Ghosts from the past

I have a large library of musical scores, thanks in part to the foresight and generosity of my parents during my teens, and after that to the foresight and generosity of Visa and MasterCard. Now that so many useful scores (and quite a lot of useless ones, too) are available as free downloads from the International Music Score Library Project, many musicians’ libraries are chiefly composed of pieces of 8.5 x 11 photocopy paper. Leaving aside the issue of how important it is to use good scholarly editions, one of the problems with this is that regular paper degrades far faster than the high-quality paper used by music publishers, but what does it matter, as long as we can continue to replace it with another print-out?

It’s always more satisfying, though, to work from the larger paper sizes and better printing quality of a “real” score, which is why I use them whenever I can. What’s more, they somehow seem more…human to me. Sometimes I pick up a score I’ve had for many years, and feel a little jolting shock at the handwriting in them. In most cases, it’s my own–the rounded printing of my early teens, or my messier undergraduate scribble. Other times, it’s the handwriting of my teachers.

I had just such a shock this morning when I picked up my score of Prokofiev’s cello sonata, which I haven’t played for five years, so that I could start practising it for an upcoming recital with Rajung Yang. I’d first learned it at the age of 19 with my beloved, recently-deceased teacher Alexander Ivashkin, and there, all over the cello part, was his distinctive sloping handwriting. He’d scrawled Prokofiev’s inscription from the manuscript source (“Mankind sounds very proud!”) at the top of the page. Elsewhere were his instructions: “Higher position!”, “Unexpected”, “Precise”, and so on. “Release overtones,” he wrote, next to the pizzicato chords at the start of the second movement.

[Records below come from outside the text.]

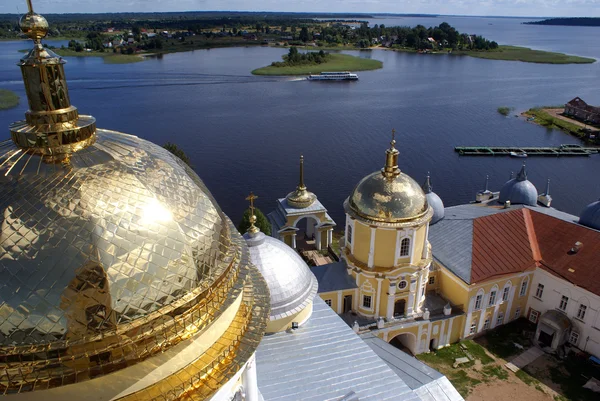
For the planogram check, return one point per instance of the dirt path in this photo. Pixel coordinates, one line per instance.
(512, 389)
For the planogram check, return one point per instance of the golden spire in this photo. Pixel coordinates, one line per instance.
(52, 126)
(301, 198)
(252, 230)
(391, 169)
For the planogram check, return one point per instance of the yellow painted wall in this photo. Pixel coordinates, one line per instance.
(385, 248)
(362, 241)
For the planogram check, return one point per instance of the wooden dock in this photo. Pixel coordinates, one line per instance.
(562, 150)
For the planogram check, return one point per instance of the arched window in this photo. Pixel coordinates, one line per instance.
(405, 247)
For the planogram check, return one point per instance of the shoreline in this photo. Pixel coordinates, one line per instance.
(551, 117)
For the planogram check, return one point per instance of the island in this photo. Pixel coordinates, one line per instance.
(136, 35)
(575, 21)
(8, 99)
(296, 63)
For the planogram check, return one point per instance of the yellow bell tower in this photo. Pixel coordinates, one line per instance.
(385, 245)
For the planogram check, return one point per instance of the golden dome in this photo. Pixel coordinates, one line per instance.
(113, 252)
(388, 196)
(301, 198)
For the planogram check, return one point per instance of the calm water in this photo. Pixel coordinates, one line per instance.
(246, 133)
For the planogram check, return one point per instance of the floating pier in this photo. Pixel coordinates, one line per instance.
(562, 150)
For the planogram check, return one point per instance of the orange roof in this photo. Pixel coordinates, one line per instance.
(556, 239)
(521, 239)
(503, 243)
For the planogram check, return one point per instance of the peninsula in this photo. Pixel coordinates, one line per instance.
(138, 34)
(295, 63)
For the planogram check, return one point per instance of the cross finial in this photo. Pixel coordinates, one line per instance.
(252, 229)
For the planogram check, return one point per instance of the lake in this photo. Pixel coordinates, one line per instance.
(245, 133)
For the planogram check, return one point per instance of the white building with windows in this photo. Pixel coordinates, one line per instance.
(552, 300)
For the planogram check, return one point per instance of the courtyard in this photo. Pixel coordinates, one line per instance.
(485, 378)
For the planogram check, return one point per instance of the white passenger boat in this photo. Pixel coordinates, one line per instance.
(334, 76)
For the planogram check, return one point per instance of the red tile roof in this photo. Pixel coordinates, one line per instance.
(556, 238)
(502, 244)
(522, 239)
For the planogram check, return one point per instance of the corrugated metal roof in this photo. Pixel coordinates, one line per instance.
(333, 277)
(324, 360)
(452, 244)
(427, 382)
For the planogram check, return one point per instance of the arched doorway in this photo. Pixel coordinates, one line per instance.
(406, 342)
(307, 236)
(400, 308)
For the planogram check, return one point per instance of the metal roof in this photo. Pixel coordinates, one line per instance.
(333, 277)
(325, 360)
(427, 382)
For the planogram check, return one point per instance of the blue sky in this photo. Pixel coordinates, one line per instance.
(575, 8)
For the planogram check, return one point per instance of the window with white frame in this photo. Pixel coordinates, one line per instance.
(540, 291)
(533, 316)
(367, 301)
(492, 300)
(523, 288)
(581, 312)
(405, 247)
(574, 338)
(564, 301)
(478, 301)
(505, 294)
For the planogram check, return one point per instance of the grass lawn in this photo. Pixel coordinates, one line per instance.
(337, 62)
(546, 120)
(501, 341)
(515, 53)
(8, 99)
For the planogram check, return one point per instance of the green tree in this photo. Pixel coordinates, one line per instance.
(304, 34)
(174, 149)
(261, 222)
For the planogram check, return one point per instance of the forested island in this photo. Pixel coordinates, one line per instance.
(136, 34)
(296, 63)
(578, 21)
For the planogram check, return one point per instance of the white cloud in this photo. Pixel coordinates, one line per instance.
(462, 7)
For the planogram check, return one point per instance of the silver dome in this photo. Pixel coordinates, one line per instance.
(434, 201)
(591, 215)
(291, 283)
(519, 190)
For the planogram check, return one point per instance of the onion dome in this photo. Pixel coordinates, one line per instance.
(301, 198)
(519, 190)
(434, 201)
(112, 251)
(591, 215)
(291, 283)
(388, 196)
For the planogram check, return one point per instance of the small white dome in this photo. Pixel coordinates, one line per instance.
(591, 215)
(291, 283)
(434, 201)
(519, 190)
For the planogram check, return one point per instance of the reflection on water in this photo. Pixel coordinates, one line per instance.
(245, 133)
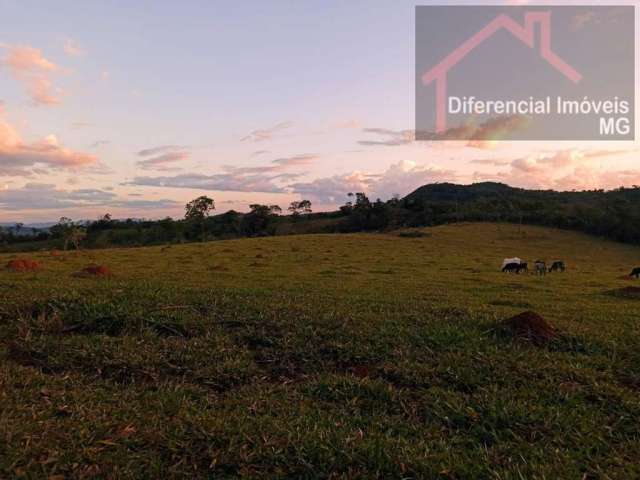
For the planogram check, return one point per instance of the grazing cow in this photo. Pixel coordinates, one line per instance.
(507, 261)
(511, 268)
(558, 266)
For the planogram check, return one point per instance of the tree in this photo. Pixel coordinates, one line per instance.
(198, 210)
(69, 232)
(296, 208)
(259, 220)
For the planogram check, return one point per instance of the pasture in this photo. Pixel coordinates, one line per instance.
(323, 356)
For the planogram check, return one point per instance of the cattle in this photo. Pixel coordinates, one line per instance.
(541, 267)
(558, 266)
(511, 267)
(507, 261)
(515, 267)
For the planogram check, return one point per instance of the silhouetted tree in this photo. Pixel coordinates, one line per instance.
(197, 212)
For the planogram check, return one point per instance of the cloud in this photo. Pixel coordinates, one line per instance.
(161, 149)
(232, 182)
(277, 165)
(72, 48)
(40, 196)
(571, 169)
(488, 161)
(28, 66)
(400, 178)
(483, 135)
(265, 178)
(257, 153)
(390, 138)
(266, 133)
(19, 158)
(163, 162)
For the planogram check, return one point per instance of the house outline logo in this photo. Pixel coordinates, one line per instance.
(526, 35)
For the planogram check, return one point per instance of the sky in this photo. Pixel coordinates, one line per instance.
(135, 108)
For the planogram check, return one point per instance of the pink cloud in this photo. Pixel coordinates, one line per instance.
(72, 48)
(28, 66)
(572, 169)
(20, 158)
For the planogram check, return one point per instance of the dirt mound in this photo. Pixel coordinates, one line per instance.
(531, 327)
(629, 292)
(23, 265)
(94, 270)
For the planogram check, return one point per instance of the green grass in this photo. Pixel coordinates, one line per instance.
(323, 356)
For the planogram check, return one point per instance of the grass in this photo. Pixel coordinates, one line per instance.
(322, 356)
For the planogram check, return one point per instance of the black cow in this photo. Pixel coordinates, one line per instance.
(512, 268)
(515, 267)
(541, 267)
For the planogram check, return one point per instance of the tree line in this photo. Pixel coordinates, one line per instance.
(613, 214)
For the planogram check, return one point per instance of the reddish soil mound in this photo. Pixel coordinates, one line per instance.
(532, 327)
(23, 265)
(96, 271)
(633, 292)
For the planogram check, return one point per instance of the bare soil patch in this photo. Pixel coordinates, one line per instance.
(23, 265)
(531, 327)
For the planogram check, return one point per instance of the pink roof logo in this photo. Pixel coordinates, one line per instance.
(526, 35)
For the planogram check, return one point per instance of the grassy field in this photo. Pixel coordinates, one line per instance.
(323, 356)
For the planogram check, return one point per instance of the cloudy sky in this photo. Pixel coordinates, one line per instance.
(134, 108)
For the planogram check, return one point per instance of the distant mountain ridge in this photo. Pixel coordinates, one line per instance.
(613, 214)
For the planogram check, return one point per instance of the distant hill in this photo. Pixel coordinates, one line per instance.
(614, 214)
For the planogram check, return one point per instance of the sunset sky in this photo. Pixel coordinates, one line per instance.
(134, 108)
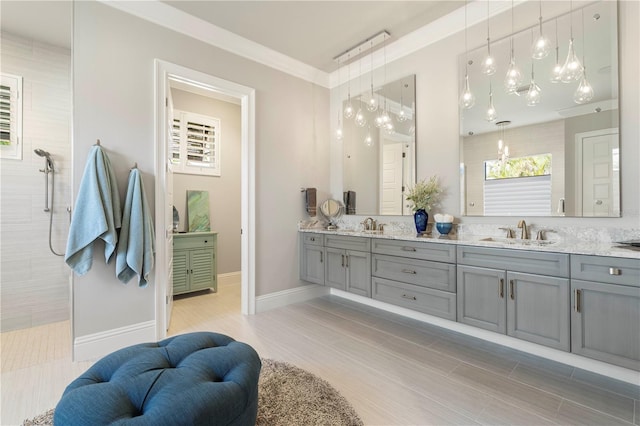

You can imagine the effect this had on me. After I’d dispensed with several tissues, I set to work on practising the piece, to honour Alexander Vassilievich’s memory as much as to prepare myself for the recital. That was when I realized how much I’d internalized his instructions. “Crazy bells” was how he described the frantic passage at the end of the first movement. A passage from the third was, in his words, “boats on the water.” Every detail of our lessons on Prokofiev came back to me–the tone of his voice, his rapid speech when he got excited, the inclination of his head, his elegant tweed coat, his shaking fist in the air when he was frustrated with me–with the startling appearance of a ghost from the past.

Like the place in the last movement of Shostakovich’s Second Cello Concerto, where–without any kind of warning–the composer suddenly launches into a quotation from the overture to Mussorgsky’s Boris Godunov, a shock of recognition reminds us of our old ghosts, where we came from, and what we’ve become. How I miss him, my teacher, my musical father.